24 May 2017

USA AND CHINA: FIGHT FOR LEADERSHIP IN EURASIA


This week in China the forum "One belt, one way" was completed, in which 28 heads of Eurasian countries took part. One of the main guests of the forum was the Russian President Vladimir Putin. China has demonstrated that it seeks to become a new pole of power in the global arena and looks forward to an alliance with Russia. The US, in turn, is restoring relations with its allies. Donald Trump on May 19 for the first time will travel outside the country as president of the United States, visiting Israel and Saudi Arabia, NATO summits and the "Big Seven" summit.

The true meaning of the "One belt, one way" for China in economic expansion in Eurasia and in economic hegemony on the continent. At the same time, China is trying to expand its zone of influence by drawing into the project not only Russia or the Central Asian countries, but also US allies in Europe and the Middle East, including Saudi Arabia and other countries of the Persian Gulf. Pakistan has already become de facto more controlled by China than by the United States.

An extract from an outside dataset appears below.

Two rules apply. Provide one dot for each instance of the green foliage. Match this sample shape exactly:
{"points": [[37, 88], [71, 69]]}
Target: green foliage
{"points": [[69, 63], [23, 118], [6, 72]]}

The United States is concerned about China's activity. Moreover, China takes on globalist rhetoric and accuses the US of apostasy from the liberal ideals of the open market and free trade. The first foreign trip of Donald Trump is designed to restore the old system of relations with the allies and to reconcile plans for foreign policy objectives.

Russian participation in the Chinese project is connected both with the inertia of thinking in the style of "peripheral realism" and the desire to maximize the benefits of participation in a new hegemonic system, and with an objective weakness in the economic sense. Russia can play a serious role in global politics, but not at the expense of economic power, but primarily due to a combination of natural resources, military power (often on a Soviet basis) and strategic position in the Heartland of Eurasia. China misses a lot of these, which makes the alliance of the two countries the foundation of the new order in Eurasia.

Russia, which is pushed towards closer cooperation with China by the aggressive hysteria of the American establishment, is also interested in establishing relations with the US, seeking at least to use the "Trump factor" at least minimally, providing itself with more room for maneuver in relations with both the Chinese and the Americans. The fact that, despite this hysteria, the US president not only refuses to meet with representatives of Russia (Foreign Minister Sergei Lavrov), but also takes risks, giving Russia important intelligence data, indicates that at least the president of the United States would like to cooperate with Russia and, if possible, to distance Moscow from Beijing.

However, the geopolitical logic of the thinking of neocons and the hawks close to them in the Republican Party and in the American ruling class as a whole will push the US foreign policy in a different direction - anti-Russian, despite the contradictions with China.